The retina is at the back of the eye where images are focused. It ages faster than other organs with a lifetime 70 percent efficiency reduction.

Once you reach 40, it tends not to function as well as mitochondria, the power stations of cells, begin to slow up.

Light receptors in the retina come in two types - cones which detect color contrast and rods which give peripheral and dim light vision.

The study in the journal Scientific Reports found short bursts of red light helped "reboot" them.

All 20 volunteers, aged between 34 and 70, completed a questionnaire regarding eye health prior to testing, and had normal color vision.

This was assessed using a 'Chroma Test' - identifying colored letters that had very low contrast and appeared increasingly blurred.

Using a provided LED device, the 13 women and seven men were exposed to three minutes of long wave deep red light (670 nanometres) in the morning between 8am and 9am.

Their vision was then tested again three hours post exposure and 10 of the participants were also tested one week post exposure.

On average there was a "significant" 17% improvement in color vision, which lasted a week - rising to 20 percent in some older participants.

A few months later, ensuring any positive effects had been 'washed out', six of the participants underwent the same technique in the afternoon, between noon and 1 PM. When their vision was tested, it showed zero improvement.

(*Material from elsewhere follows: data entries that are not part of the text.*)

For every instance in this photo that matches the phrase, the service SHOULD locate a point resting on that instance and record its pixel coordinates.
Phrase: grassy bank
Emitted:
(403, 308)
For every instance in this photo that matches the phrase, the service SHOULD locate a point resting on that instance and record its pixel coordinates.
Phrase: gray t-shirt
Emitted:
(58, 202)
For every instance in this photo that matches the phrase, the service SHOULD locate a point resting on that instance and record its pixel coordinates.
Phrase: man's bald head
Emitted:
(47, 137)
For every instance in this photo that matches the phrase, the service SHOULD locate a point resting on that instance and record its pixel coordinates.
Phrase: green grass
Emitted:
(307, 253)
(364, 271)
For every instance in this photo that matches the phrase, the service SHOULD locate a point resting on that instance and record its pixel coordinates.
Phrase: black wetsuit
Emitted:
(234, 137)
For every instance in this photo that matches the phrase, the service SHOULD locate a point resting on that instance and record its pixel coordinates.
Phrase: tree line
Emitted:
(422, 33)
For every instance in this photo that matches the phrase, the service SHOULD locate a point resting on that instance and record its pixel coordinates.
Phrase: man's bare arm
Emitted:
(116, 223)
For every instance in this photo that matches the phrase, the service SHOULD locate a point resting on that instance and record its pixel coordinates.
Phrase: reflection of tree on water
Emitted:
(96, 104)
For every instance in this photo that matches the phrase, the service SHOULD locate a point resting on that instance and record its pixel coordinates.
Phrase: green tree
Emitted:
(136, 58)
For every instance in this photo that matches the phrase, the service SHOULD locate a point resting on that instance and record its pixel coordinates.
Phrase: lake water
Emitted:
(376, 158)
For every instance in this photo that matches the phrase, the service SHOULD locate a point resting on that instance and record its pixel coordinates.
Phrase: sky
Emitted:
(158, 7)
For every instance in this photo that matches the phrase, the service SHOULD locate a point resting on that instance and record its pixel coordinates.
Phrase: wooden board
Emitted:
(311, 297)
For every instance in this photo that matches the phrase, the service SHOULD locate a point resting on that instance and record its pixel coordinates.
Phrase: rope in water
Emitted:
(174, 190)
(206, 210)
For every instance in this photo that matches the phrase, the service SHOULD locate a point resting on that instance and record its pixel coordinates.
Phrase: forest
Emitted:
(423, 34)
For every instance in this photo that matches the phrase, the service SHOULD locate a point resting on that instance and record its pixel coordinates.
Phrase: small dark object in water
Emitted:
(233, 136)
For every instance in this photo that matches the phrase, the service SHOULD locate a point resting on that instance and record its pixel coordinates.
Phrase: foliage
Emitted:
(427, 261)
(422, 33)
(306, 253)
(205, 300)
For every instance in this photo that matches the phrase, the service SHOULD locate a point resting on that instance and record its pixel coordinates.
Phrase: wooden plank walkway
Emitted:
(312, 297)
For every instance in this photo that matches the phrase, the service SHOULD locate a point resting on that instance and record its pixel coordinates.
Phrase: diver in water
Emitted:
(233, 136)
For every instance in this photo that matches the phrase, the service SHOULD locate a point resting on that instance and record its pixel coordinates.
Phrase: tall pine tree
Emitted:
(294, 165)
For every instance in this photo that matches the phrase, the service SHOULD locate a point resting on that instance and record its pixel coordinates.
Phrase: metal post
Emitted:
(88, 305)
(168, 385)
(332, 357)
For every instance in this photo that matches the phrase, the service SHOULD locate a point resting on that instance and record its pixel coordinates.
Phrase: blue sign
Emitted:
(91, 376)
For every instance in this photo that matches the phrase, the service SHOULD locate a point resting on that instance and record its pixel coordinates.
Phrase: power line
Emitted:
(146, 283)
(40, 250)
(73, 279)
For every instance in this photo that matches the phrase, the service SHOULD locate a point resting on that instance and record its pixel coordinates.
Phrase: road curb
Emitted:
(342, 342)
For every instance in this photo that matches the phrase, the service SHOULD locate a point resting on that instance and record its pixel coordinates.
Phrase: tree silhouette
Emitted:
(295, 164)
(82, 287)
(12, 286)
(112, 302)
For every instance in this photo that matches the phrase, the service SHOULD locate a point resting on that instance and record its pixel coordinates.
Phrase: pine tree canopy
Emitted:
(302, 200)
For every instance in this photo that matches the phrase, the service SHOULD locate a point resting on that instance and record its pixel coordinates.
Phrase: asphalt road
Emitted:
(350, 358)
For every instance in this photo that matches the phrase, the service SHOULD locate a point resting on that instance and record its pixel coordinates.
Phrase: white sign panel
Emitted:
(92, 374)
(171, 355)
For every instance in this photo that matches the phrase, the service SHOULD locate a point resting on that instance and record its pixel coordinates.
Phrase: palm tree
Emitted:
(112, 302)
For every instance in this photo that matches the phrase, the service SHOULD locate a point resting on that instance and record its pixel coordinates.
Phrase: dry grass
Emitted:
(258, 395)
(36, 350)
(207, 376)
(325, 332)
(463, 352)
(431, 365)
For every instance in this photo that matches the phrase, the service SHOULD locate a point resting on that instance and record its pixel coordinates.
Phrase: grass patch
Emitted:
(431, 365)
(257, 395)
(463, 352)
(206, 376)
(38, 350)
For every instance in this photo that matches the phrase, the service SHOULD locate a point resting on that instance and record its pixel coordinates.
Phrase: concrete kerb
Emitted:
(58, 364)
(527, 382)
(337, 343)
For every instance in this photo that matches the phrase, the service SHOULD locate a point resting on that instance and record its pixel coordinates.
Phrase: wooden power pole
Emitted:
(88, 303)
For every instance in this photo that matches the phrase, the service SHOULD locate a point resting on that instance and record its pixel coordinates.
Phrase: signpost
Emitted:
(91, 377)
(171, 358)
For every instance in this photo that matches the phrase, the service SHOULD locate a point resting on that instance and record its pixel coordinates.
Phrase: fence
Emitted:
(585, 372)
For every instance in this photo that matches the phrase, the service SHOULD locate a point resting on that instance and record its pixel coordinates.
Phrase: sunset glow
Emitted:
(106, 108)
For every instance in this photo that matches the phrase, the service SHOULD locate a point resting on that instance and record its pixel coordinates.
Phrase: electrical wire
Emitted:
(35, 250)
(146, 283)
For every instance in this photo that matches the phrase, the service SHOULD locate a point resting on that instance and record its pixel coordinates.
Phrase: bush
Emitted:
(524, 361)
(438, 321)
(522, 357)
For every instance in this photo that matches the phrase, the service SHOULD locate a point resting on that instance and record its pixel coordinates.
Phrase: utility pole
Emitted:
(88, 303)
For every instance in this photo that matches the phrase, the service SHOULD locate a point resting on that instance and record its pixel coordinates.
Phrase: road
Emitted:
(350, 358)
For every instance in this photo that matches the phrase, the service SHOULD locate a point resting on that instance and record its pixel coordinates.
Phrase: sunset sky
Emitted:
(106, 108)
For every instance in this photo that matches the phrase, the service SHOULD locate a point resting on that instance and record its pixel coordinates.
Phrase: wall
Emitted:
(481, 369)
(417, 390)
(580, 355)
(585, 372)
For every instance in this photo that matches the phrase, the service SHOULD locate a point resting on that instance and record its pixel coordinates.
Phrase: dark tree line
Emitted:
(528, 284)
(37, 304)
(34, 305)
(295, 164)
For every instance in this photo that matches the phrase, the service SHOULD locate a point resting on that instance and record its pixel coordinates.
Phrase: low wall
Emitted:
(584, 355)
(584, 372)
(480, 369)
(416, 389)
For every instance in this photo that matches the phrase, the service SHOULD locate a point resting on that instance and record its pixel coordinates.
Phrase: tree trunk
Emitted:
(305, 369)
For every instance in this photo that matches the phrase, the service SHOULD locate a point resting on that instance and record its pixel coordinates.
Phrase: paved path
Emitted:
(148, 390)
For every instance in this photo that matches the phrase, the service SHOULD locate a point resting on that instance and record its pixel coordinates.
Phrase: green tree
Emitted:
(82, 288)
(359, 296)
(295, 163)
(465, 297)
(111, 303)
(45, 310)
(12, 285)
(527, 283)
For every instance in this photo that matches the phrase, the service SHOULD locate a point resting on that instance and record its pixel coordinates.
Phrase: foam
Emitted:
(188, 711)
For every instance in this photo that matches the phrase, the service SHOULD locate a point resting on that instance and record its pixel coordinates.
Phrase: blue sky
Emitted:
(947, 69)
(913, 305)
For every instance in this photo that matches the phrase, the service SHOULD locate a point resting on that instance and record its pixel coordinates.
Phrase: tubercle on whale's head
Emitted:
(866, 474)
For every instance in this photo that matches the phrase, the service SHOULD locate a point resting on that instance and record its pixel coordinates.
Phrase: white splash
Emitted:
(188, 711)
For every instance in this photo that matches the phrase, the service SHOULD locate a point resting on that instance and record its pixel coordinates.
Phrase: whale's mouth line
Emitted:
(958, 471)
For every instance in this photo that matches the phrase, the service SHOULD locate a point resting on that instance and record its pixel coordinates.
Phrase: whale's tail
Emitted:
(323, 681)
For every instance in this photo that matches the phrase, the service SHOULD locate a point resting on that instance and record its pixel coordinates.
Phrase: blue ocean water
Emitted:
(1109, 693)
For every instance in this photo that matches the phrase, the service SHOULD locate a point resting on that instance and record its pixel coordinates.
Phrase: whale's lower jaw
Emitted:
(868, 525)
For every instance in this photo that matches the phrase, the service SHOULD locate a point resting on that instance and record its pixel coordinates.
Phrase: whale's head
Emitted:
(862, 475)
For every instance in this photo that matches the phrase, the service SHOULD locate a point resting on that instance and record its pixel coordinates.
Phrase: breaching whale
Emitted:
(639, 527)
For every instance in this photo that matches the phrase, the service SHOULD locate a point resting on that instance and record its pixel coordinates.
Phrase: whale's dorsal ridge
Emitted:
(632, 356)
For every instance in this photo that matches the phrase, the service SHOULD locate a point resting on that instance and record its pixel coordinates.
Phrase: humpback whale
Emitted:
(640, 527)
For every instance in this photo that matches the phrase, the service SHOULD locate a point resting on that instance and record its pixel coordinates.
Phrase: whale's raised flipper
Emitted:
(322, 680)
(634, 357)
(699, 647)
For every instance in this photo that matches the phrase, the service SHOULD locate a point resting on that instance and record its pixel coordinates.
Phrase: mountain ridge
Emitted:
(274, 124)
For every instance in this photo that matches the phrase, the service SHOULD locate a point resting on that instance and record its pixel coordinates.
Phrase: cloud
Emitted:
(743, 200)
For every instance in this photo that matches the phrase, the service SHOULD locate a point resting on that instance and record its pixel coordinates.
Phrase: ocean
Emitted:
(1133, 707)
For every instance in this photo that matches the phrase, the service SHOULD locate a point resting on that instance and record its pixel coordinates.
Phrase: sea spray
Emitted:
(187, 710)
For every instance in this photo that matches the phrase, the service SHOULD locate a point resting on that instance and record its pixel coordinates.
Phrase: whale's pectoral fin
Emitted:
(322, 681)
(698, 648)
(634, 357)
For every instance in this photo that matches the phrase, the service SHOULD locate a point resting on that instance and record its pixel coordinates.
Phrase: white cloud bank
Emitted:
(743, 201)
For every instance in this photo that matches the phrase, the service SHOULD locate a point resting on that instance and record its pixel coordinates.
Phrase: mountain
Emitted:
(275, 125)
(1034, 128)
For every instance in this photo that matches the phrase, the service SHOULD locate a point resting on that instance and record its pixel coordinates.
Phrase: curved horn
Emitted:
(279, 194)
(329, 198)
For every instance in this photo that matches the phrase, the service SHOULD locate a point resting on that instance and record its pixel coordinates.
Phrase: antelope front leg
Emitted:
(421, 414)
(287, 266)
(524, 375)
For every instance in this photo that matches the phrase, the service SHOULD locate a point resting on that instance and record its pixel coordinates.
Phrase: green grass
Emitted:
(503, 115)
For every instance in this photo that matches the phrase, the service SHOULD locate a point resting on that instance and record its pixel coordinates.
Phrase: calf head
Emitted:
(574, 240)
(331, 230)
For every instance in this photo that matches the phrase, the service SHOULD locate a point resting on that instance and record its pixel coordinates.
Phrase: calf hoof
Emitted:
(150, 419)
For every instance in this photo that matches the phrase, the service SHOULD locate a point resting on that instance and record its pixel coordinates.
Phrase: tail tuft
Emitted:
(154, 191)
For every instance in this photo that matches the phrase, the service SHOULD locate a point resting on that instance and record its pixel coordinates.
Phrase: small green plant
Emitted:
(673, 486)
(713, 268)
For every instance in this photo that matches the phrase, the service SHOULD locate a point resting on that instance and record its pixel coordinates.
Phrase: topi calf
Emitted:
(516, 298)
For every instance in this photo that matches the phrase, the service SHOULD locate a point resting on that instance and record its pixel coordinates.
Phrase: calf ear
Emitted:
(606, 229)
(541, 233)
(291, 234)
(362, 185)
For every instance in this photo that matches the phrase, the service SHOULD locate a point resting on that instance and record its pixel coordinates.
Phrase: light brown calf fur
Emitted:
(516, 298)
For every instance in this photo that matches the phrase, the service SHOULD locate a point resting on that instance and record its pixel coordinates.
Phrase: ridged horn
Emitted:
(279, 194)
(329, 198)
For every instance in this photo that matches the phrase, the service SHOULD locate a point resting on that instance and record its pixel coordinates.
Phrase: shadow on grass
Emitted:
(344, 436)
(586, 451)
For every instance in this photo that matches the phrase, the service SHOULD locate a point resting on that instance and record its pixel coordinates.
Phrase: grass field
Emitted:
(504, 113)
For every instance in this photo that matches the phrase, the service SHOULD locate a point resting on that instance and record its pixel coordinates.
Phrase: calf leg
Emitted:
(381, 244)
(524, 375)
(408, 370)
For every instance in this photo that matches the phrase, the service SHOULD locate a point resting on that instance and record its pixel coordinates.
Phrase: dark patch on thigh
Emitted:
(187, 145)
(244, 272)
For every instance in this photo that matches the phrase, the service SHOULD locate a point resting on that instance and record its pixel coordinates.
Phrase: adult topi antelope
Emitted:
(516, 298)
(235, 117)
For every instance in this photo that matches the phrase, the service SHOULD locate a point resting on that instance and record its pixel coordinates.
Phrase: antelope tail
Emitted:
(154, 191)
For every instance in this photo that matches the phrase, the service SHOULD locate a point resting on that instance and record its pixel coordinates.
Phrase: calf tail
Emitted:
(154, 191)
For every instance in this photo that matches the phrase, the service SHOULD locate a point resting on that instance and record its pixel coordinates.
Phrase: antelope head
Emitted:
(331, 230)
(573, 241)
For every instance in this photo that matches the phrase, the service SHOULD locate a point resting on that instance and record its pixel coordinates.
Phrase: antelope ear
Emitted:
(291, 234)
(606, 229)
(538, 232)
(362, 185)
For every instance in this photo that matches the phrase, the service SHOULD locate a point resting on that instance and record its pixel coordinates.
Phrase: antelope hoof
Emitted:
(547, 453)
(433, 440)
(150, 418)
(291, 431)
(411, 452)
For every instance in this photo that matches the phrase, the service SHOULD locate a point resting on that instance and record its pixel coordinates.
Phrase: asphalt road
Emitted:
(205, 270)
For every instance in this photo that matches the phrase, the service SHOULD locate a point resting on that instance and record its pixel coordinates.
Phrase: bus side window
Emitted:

"Using a simple LED device once a week, recharges the energy system that has declined in the retina cells, rather like re-charging a battery," Jeffery said.

"And morning exposure is absolutely key to achieving improvements in declining vision: as we have previously seen in flies, mitochondria have shifting work patterns and do not respond in the same way to light in the afternoon – this study confirms this."

The researchers built on previous findings in mice, bumblebees and fruit flies which all found big improvements in photoreceptors when their eyes were exposed to long wavelength deep red light.

"Mitochondria have specific sensitivities to long wavelength light influencing their performance: longer wavelengths spanning 650 to 900nm (nanometres) improve mitochondrial performance to increase energy production," said Jeffery.

For this study the light energy emitted by the torch was just 8mW/cm2 rather than 40mW/cm2 used in an equally successful earlier trial.

This has the effect of dimming the light but does not affect the wavelength.

While both energy levels are perfectly safe for the human eye, reducing the energy further is an additional benefit.

The retina contains millions of rods and cones and other nerve cells that receive and organise visual information - sending it to your brain through the optic nerve.

Jeffery has been working with Planet Lighting UK in Wales and others with the aim of producing 670nm infra-red eye ware at an affordable cost.

Some other LED devices designed to improve vision are available in the US for over $20,000.

"The technology is simple and very safe; the energy delivered by 670nm long wave light is not that much greater than that found in natural environmental light," Jeffery said.

"Given its simplicity, I am confident an easy-to-use device can be made available at an affordable cost to the general public.

"In the near future, a once a week three-minute exposure to deep red light could be done while making a coffee, or on the commute listening to a podcast, and such a simple addition could transform eye care and vision around the world."